Multiresolution Signal Analysis and Wavelet Decomposition
by Don Morgan
Wavelets provide new capabilities for analyzing real-time signals. This introductory article provides an overview and presents the basic mechanisms involved in wavelets.
In many signal processing applications, it is only necessary to know the form and content of a signal. An example of this minimal knowledge might be the DTMF decoding in touch tone phones. You only need to know the two frequencies responsible for a particular signal to determine which button was pushed. This processing is generally done with a Goertzel or Fourier algorithm and essentially generates a snapshot of the spectrum (in the case of the Fourier transform), or selected frequencies (in the case of the Goertzel convolution). This form of analysis is used everywhere, including machine vision for pattern recognition, radio waves, and chemical analysis.
Often, a single snapshot of an event or phenomenon is not enough to analyze it completely. No single frame from a motion picture tells the whole story; neither would a group picture of the actors, locations, and props used. Any number of storylines could be inferred from such pictures.
Think of your favorite tune. Would you recognize it among others if all you were offered were lists of the component frequencies contained in the current top 10 songs? In fact, you∫d probably find that quite a number of melodies use the very same notes.

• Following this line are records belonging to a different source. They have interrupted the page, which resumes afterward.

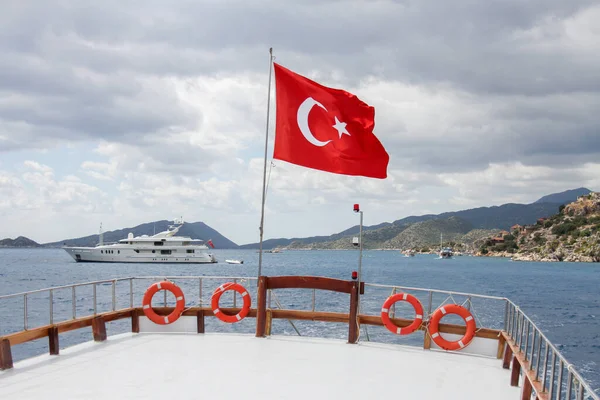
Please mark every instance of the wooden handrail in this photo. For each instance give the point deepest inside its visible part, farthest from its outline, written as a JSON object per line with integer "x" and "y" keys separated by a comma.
{"x": 99, "y": 332}
{"x": 307, "y": 282}
{"x": 310, "y": 282}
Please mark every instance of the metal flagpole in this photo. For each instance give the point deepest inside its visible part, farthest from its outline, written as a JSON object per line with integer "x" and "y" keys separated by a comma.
{"x": 360, "y": 252}
{"x": 262, "y": 211}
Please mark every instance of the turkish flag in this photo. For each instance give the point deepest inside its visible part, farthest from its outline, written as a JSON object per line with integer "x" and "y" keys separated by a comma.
{"x": 325, "y": 129}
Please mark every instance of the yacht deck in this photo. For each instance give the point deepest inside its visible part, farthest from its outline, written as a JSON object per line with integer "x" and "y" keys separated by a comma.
{"x": 235, "y": 366}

Some forms of analysis require a knowledge of the evolution of a signal to make sense. This situation is increasingly the case in many fields of communication involving speech, music, and video. As the Internet matures, people are sending video and sound directly over the phone lines, which requires the ability to analyze and compress signals along with the ability to reconstruct that signal perfectly at the other end. The speed with which we can transmit the signal is important.

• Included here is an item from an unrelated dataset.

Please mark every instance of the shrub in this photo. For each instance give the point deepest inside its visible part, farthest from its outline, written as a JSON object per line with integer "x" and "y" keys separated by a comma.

Similarly, sound in the cinema must be digitized and compressed so that it can be put on the media (laser disk or actual film) along with the pictures. Again, the compression techniques must be good, so that the audio can be exactly recreated from the bit stream off the film or disk. When dealing with transient effects to recreate or analyze these signals, we need to know more about the history of the signals–that is, their evolution.

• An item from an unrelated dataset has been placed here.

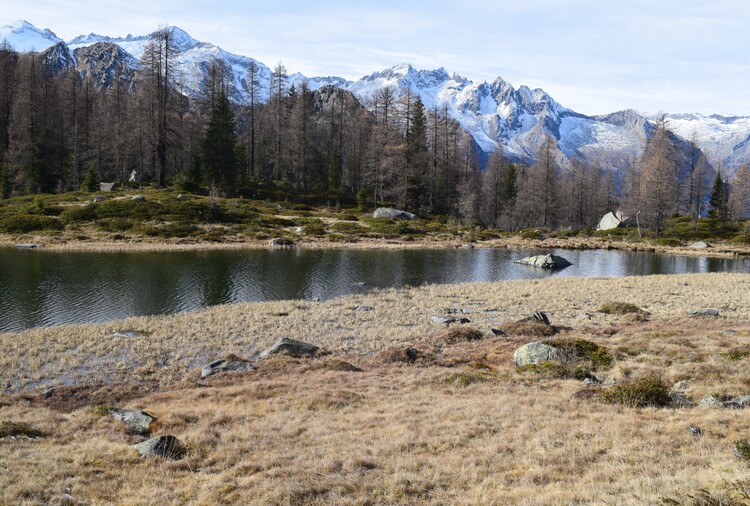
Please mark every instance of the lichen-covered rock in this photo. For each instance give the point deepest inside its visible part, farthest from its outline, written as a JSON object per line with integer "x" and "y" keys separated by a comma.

Both stationary and nonstationary signals are involved. A nonstationary process is one that evolves with time; it might be speech, music, or the vibration schema of an aircraft wing as the plane warms. A nonstationary process can be anything that changes. This kind of process requires a history–a “time when” to be analyzed. A simple Fourier transform cannot give you that history. If you took your favorite song as a sampled data sequence and performed a Fourier transform on it, you would indeed have a spectrum displaying the frequency content of the piece, but that spectrum would be of little help in analyzing the piece.
For the purposes of audio and video analysis, the signal must be decomposed as it evolves. If the signal is to be compressed, the redundancies must be removed from the stream so that it can be transmitted compactly while still providing everything necessary to reconstruct the original signal. Most people are aware of this process in terms of data compression, as is done with data on a hard disk. This process is no different in audio and video environments–the ability to reconstruct the data must be perfect.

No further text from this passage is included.